In this article I’m going to teach you how you can identify and then block bad robots from your website, that could be possibly using up system resources on your server.
What is a Bad Robot?
There are many reasons that an automated robot would be trying to crawl through your website, the most common is for the large search engines such as Google or Bing to be able to find all the content on your website, so they can then serve it up to their users via search queries they are doing on those services.
These robots are supposed to follow rules that you place in a robots.txt file, such as how frequently they are allowed to request pages, and from what directories they are allowed to crawl through. They should also be supplying a consistent valid User-Agent string that identifies the requests as a bot request.
A bad robot usually will ignore robots.txt rules, request pages too quickly, re-visit your site too frequently, attempt to harvest email addresses, or in general simply provide no value back to your website. When a good robot crawls your site, this is typically so other people can find your content and then be directed to it from a search engine. When a bad robot is crawling through your site it could be for malicious intensions such as trying to copy your content so that they can use it as their own.
Identify a Bad Robot
Using the steps below, I’ll show you some good steps to take in order to verify if a robot is a good or bad one.

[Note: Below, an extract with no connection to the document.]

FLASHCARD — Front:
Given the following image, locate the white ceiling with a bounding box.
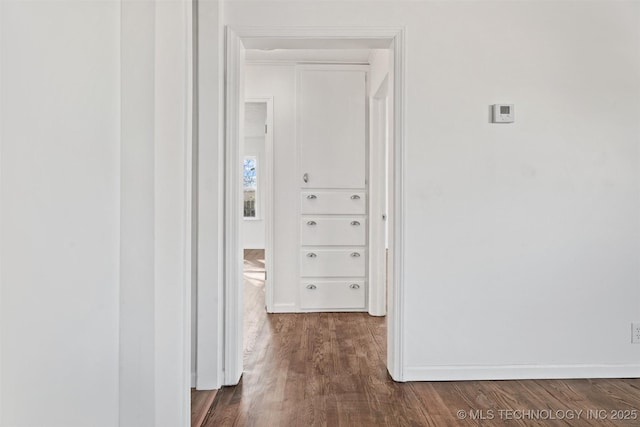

Please note in order to follow these steps you would need to be on either a VPS (Virtual Private Server) or dedicated server that has SSH access. If you’re on a shared server you could read our guide on enabling raw access log archiving in cPanel to be able to view the same data, but it would have to be on your own local computer.
- Login to your server via SSH.
- Navigate to your user’s home directory where the Apache access logs are stored, in this case our username is userna5, so we’ll use the following command:
cd ~userna5/access-logs/
- We can now use the following command to see all User-Agents that have requests to our example.com website:
cat example.com | awk -F'"' '{print $6}' | sort | uniq -c | sort -n
This gives us back the output:638 Mozilla/5.0 (compatible; Googlebot/2.1; +https://www.google.com/bot.html)
1015 msnbot-UDiscovery/2.0b (+https://search.msn.com/msnbot.htm)
1344 Mozilla/5.0 (en-US) AppleWebKit/537.4 (KHTML, like Gecko) Chrome/22.0.1229 Safari/537.4 pss-webkit-request
21937 –
So in this case, there have been (21,937) requests that aren’t supplying a User-Agent string. This is an immediate red flag, as typically any human visitor requesting a page from your website should have the User-Agent of their web-browser in each request.
We can also see that the next highest level of requests came from something calling itself pss-webkit-request, followed by msnbot-UDiscovery/2.0b, and then Googlebot/2.1 - First we can see all of the requests that didn’t provide a User-Agent string, and then view all of the unique IP addresses that sent those requests in, with the following code:
cat example.com | awk -F" '$6 ~ "-"' | awk '{print $1}' | sort -n | uniq -c | sort -n
In this example here are the top IPs that had requests without a User-Agent string:421 74.125.176.94 17. 434 74.125.176.85 18. 463 74.125.176.95
- We can now search for these IP address against our access log to see what might going on with their requests. The following command is going to look for what User-Agent strings are coming from the one 74.125.176.95 IP address which had the most requests:
grep 74.125.176.95 example.com | awk -F" '{print $6}' | sort | uniq -c | sort -n
This gives us back:7 Mozilla/5.0 (Windows NT 6.1; WOW64) AppleWebKit/537.17 (KHTML, like Gecko) Chrome/24.0.1312.57 Safari/537.17
11 Mozilla/5.0 (Macintosh; Intel Mac OS X 10_7_5) AppleWebKit/537.17 (KHTML, like Gecko) Chrome/24.0.1312.57 Safari/537.17 29 Mozilla/5.0 (en-US) AppleWebKit/537.4 (KHTML, like Gecko) Chrome/22.0.1229 Safari/537.4 pss-webkit-request 434 –
Again this is another red flag, typically requests coming from a single IP address will use the same User-Agent string for each request. We can go a step further and run the following command to find out some information about the IP address:whois 74.125.176.95
Some of the pertinent information that command gives us back for that IP is:NetRange: 74.125.0.0 – 74.125.255.255 30.
NetName: GOOGLE
OrgName: Google Inc.
OrgId: GOGL
Address: 1600 Amphitheatre Parkway
City: Mountain View
StateProv: CA
PostalCode: 94043
Country: US
RegDate: 2000-03-30
Updated: 2011-09-24
Ref: https://whois.arin.net/rest/org/GOGL
This is an IP address that belongs to Google, and so are all the other IPs we saw coming from the 74.125 IP range. However this isn’t coming from the official Googlebot crawler which would be identified as such by the User-Agent string, but instead these are requests from their AppEngine/Cloud service.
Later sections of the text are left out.